The Jaguar I-Pace will follow with 294kW/700Nm from an electric motor being fed by a 90kWh battery pack that claims to deliver between 400km and 500km driving range between recharging. Mr Wiesner said to expect the I-Pace to be priced locally at under $150,000 when it arrives late next year.
He also confirmed that JLR had contributed financially to the EV charging installations in what he described as a sizeable cost to the network. This was also on top of plans to refresh the look and feel of several outlets, as well as ensuring several Land Rover-only outlets were now also selling Jaguar across the network for the first time.
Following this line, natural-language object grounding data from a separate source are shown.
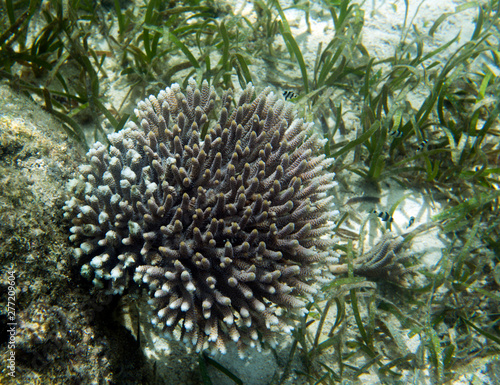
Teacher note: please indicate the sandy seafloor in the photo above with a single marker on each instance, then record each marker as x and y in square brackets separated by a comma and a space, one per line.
[382, 32]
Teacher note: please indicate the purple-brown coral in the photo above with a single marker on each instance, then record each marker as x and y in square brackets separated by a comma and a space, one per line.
[223, 228]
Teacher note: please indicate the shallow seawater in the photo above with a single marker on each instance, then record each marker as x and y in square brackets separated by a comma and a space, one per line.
[362, 246]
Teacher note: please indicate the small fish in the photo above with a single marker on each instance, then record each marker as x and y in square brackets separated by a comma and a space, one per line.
[396, 134]
[422, 145]
[289, 95]
[384, 215]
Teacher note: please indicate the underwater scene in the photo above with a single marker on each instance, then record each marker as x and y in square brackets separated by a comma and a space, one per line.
[260, 192]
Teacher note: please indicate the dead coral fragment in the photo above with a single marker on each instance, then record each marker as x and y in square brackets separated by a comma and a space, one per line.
[223, 229]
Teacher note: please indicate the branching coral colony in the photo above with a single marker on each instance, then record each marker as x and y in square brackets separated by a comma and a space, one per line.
[224, 228]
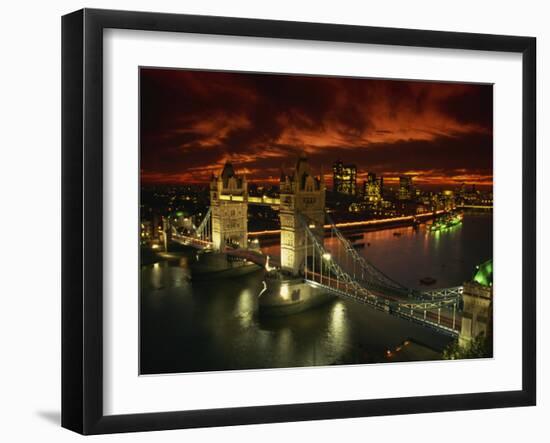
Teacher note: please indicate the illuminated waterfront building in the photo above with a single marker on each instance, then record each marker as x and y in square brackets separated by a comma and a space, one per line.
[405, 188]
[372, 189]
[344, 178]
[477, 315]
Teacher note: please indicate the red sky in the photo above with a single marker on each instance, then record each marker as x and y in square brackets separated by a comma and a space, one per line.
[193, 121]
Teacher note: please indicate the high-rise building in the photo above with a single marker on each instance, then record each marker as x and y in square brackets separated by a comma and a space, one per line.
[372, 188]
[405, 188]
[344, 178]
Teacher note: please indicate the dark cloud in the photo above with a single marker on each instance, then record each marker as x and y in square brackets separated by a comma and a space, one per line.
[192, 121]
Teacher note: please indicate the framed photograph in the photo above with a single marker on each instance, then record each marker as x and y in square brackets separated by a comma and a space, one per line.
[269, 221]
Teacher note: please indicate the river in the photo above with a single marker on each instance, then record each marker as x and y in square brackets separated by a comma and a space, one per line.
[189, 326]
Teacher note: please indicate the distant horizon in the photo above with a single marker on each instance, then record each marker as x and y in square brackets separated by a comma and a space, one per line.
[192, 122]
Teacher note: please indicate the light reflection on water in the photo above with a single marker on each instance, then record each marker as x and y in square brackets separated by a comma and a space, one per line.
[214, 325]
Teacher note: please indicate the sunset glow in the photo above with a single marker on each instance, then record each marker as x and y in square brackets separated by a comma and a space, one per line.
[193, 121]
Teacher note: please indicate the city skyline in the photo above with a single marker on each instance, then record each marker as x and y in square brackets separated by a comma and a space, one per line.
[192, 122]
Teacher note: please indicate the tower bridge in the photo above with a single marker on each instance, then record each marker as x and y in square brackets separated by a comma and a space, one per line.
[334, 266]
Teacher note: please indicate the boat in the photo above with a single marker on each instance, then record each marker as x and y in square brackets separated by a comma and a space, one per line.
[284, 294]
[447, 221]
[212, 264]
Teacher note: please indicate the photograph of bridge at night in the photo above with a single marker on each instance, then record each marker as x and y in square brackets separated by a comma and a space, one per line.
[293, 220]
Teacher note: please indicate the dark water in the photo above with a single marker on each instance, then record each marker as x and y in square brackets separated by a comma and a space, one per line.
[205, 326]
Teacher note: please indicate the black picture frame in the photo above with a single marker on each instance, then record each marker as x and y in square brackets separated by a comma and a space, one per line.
[82, 218]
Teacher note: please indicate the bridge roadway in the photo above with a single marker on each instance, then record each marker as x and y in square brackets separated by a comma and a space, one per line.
[450, 320]
[442, 320]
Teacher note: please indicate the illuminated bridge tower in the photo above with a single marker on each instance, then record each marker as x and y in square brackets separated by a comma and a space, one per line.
[302, 196]
[477, 316]
[229, 204]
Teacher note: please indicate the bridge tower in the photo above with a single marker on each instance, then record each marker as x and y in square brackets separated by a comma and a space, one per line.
[302, 195]
[477, 315]
[229, 203]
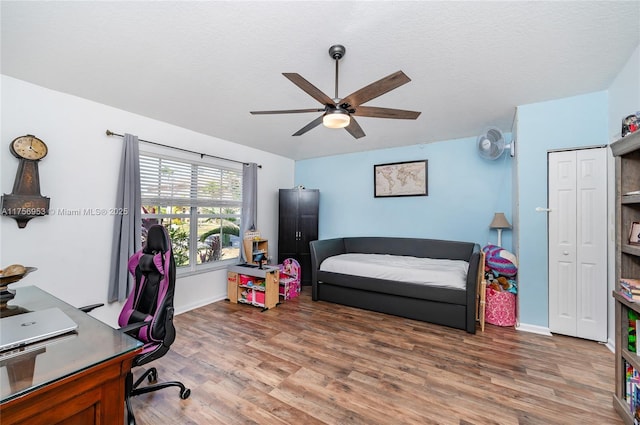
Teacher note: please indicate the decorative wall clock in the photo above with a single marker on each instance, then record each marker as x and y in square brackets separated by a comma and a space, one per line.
[25, 201]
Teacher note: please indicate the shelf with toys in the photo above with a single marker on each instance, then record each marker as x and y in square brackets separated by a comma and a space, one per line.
[626, 398]
[252, 285]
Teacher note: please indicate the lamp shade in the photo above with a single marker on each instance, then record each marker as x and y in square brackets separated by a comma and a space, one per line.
[336, 118]
[499, 222]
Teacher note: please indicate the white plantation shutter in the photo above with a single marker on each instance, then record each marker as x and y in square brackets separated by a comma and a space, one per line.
[167, 181]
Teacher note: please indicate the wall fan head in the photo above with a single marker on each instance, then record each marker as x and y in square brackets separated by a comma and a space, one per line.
[491, 144]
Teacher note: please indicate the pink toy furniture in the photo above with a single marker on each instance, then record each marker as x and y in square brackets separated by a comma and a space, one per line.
[289, 278]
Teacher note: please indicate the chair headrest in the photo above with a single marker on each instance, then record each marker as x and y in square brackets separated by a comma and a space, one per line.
[157, 240]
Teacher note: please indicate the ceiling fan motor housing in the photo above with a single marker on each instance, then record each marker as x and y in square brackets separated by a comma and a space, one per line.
[337, 51]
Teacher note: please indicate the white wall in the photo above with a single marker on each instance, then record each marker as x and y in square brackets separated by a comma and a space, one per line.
[624, 94]
[624, 99]
[72, 252]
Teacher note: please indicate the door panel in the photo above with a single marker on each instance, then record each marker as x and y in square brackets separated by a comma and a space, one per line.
[578, 243]
[592, 244]
[562, 247]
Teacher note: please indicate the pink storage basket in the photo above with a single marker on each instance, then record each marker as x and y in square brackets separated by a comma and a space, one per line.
[500, 308]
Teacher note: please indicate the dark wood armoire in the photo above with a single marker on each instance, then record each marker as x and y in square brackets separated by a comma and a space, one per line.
[297, 226]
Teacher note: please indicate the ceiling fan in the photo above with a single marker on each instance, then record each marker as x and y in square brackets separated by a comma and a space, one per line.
[339, 113]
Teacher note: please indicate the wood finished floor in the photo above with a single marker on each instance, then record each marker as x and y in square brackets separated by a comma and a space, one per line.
[308, 363]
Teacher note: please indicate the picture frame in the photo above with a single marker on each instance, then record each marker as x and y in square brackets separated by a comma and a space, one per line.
[396, 179]
[634, 233]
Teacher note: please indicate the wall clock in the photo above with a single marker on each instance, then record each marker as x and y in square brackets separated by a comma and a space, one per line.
[25, 201]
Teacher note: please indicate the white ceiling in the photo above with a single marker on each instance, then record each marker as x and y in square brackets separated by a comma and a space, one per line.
[205, 65]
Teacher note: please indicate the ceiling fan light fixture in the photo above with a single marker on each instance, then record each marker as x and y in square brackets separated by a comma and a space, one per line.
[336, 118]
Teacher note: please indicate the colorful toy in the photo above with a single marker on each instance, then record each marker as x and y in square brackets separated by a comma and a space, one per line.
[501, 261]
[290, 273]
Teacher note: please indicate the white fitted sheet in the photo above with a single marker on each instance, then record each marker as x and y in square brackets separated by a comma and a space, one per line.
[425, 271]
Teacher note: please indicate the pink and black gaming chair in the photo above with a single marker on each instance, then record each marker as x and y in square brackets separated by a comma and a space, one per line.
[148, 312]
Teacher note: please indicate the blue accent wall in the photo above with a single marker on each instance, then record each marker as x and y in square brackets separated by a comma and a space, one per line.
[464, 193]
[573, 122]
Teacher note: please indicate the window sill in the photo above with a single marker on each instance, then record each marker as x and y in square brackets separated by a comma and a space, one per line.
[219, 265]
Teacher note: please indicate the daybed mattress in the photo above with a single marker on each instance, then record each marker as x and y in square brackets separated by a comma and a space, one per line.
[425, 271]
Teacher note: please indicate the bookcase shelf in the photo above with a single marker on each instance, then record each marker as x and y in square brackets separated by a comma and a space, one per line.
[263, 290]
[627, 153]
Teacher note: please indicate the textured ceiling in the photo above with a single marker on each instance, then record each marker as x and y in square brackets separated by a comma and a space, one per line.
[205, 65]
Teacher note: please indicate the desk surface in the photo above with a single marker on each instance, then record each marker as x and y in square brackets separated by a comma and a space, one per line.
[94, 343]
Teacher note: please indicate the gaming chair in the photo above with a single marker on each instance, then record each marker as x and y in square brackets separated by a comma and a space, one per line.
[148, 312]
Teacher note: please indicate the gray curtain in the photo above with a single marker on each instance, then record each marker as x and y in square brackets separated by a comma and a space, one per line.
[126, 233]
[249, 215]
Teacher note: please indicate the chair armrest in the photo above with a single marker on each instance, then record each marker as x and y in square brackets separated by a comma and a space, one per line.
[129, 329]
[88, 308]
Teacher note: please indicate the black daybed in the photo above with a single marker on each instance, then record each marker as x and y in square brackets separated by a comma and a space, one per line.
[443, 305]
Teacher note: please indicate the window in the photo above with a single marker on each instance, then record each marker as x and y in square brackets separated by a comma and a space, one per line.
[198, 202]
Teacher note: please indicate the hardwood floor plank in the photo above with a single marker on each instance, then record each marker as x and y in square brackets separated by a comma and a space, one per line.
[314, 363]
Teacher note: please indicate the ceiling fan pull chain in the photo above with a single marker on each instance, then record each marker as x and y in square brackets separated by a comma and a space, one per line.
[336, 96]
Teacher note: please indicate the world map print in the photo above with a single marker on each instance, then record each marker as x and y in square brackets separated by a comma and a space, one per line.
[401, 179]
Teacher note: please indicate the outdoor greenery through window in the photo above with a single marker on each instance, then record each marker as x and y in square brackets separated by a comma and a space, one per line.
[199, 203]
“We’re involved, we have to be, it (EV charging) is a significant investment so we have to be in there making sure it’s done correctly to the plan, and we’re very mindful of the financial impact potentially in these early days of electric vehicles,” Mr Wiesner said.
“We’ve been gradually moving them (dealers) across or into both brands over the last 12 to 18 months, and it’s generally been timed around facility changes and investments and new appointments in markets where we haven’t been.
“Existing dealers that are going through various upgrades, currently some of them don’t have, quite frankly, the footprint and layout to do both (brands), so it just makes sense to wait until they go through that upgrade process to bring both brands into the mix.”
As previously reported, JLR Australia will take its dealer network from 43 to 52 outlets by 2019, with Sydney’s north-west a gap still to be filled, while rural areas such as Bunbury (Western Australia), Wagga Wagga (New South Wales) Ballarat and Shepparton (Victoria) have been confirmed to open.
JLR Australia has not yet finalised how buyers will be charged to use the dealer-based EV recharging network, nor whether the likes of the I-Pace will be sold with home recharging included or optional in the sale price.
“We’re still finalising the go-to-market bit on, say, I-Pace,” Mr Wiesner said.
“The PHEVs are different because they’re ICE (internal combustion engine) still, but for the I-Pace we need to be finalising that detail.
“Obviously we have servicing plans and warranties in the middle of all of that discussion, because given the nature of a full EV the whole servicing structure side of the business is quite different compared with the ICE stuff.
“We’re in the middle of making sure we cost that correctly, and then you still have all the other questions around how we approach the home charging piece, what is that offer when selling electric vehicles. Do you treat it as options? Do you treat it as part of the offering? There are still a number of things we’re still trying to work our way through.”
As previously revealed exclusively by GoAuto, Mr Wiesner was also the first managing director to reveal that discussions were taking place among premium manufacturers for a Tesla-rivaling national EV recharge network to be rolled out. He described those conversations as “ongoing”.